Marchamos por las noches agrestes

 

Marchamos
por las noches agrestes. La piel encalada de día aún. Tanteando con la voz las presencias. Como si volviésemos a buscar una dignidad que se nos hubiese quedado atrás, o a cobrar sus retroactivos intereses.

Aquí fuimos
familia, parece que nos dijéramos. Sobre este trozo de sequía. Y allí, al borde de aquel arroyo manchado, hicimos promesas. Cada vez. A la manera que dicen los que se reparten recuerdos y parlamentos, y heroicidades de latón.

Andamos, sí.
Pero en un tiempo que ni siquiera nos pertenece – como nada de por aquí, por otra parte -: tan detenidos en una rememoración que siempre es una estafa que nosotros mismos nos hacemos.

Ya ni campanas
ni voces degradas por la madrugada. Quedaba lo justo para imponerle una memoria. Casas y formas como recuadros para rellenar a gusto.

A la noche
le quedan sólo las amenazas exiguas de los ruidos sin definición, incapaces de caber en la certeza de un recuerdo.

Por no quedar,
ni las estaciones: uniformidad de escenario vacío, abandonado luego de un revés o un cálculo de perjuicios. Ni los pobres ni los muertos. Solo el cenit implacable y la medianoche absoluta, con su humedad falaz.

¿A qué has regresado? – me pregunta una voz que camina a mi lado.

No estoy seguro de estar regresando o visitando por primera vez este caserío.

Mencionó o aludió usted a la memoria.

Todo el tiempo
la construyo. Y lo mismo da añeja que reciente. Toda ella es necesidad o necedad. Desdoblamiento entre símbolo e idea representada: nostalgia o tormento. Todo desvela trozos para ocultar vaya a saber qué: ¿Somos capaces de haber experimentado terrores o sublimes emociones que merezcan el oprobio de su encubrimiento para beneficio de la mediocridad que nos es connatural?

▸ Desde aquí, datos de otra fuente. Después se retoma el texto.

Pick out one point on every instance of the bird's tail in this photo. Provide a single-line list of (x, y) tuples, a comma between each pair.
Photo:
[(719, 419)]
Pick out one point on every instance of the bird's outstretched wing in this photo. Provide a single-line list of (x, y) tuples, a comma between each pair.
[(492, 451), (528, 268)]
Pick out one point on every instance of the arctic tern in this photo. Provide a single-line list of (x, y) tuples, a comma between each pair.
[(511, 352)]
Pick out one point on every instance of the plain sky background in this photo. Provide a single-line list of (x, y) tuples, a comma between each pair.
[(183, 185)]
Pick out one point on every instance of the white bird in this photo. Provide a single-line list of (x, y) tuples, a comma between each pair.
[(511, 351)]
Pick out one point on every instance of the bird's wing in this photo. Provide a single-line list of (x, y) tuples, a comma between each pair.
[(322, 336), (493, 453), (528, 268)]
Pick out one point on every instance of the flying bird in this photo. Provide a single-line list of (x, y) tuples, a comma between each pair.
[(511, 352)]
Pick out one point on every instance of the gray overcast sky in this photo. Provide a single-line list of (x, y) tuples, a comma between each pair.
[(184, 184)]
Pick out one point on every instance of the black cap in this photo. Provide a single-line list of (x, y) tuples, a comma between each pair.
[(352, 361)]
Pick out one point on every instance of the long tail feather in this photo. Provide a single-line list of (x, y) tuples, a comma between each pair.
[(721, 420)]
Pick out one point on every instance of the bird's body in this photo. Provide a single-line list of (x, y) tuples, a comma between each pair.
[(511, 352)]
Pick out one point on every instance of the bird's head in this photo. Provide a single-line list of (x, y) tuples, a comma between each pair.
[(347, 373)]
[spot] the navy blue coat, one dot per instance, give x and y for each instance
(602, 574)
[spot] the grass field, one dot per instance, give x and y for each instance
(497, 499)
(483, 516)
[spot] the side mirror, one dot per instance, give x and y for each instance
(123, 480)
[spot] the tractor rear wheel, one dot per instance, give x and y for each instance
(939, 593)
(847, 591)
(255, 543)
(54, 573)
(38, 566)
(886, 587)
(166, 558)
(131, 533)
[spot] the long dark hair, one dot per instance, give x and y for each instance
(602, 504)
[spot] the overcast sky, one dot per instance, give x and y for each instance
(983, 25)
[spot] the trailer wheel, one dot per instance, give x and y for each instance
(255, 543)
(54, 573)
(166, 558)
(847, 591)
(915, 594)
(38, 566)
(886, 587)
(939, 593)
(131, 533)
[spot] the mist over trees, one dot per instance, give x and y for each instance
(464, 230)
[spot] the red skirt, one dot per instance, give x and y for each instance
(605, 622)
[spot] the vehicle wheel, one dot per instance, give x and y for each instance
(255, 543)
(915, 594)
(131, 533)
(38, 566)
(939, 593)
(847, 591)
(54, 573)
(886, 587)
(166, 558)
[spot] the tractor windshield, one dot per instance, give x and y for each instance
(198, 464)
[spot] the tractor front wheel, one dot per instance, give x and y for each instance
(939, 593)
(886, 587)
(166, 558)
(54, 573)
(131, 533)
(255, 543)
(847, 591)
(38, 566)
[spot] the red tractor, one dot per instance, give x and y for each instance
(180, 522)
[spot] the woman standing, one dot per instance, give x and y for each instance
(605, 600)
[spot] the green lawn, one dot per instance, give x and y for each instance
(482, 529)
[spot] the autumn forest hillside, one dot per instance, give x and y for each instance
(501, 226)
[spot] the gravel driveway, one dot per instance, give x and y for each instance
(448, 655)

Siempre se nos esconde el espíritu. Su pulida vulgaridad.

Y, usted, qué busca. O, qué busca buscar.

No lo sé. Voy viendo a medida que avanzo. Como si hubiese salido a comprar caprichos con un aguinaldo extraordinario

Necesitados de mediadores…

Perpetuamente.

Pero, ¿entre qué y qué?

Una sensación atávica y una conjetura. Una necesidad inmanente y su tentativa satisfacción. Entre una inseguridad y otra. Entre una escasez y la siguiente.

A todo esto,
se han detenido ante el campanario de una iglesia semiderruida que es como el lugar común de los restos de un abandono, una contienda que perdieron todos porque ninguno se atrevió a participar de ella; el fondo idóneo para una añoranza con sufrimiento y razonable arrojo.

Hay un charco
que les niega el diálogo de un reflejo.

Pesa
la oscuridad sobre el amanecer como una burocracia de querellas y reclamos. Les pesa a ellos. Los aplasta. Los iguala con los vestigios, con la imposibilidad de conciliar el ambiente con un hilo de identidad.

El amanecer trivial
deshace el decorado de sombras y restablece la brutalidad de los rasgos.

Y donde parecía
que había al menos dos, apenas si hay uno que buscar a quien imputarle otra desilusión.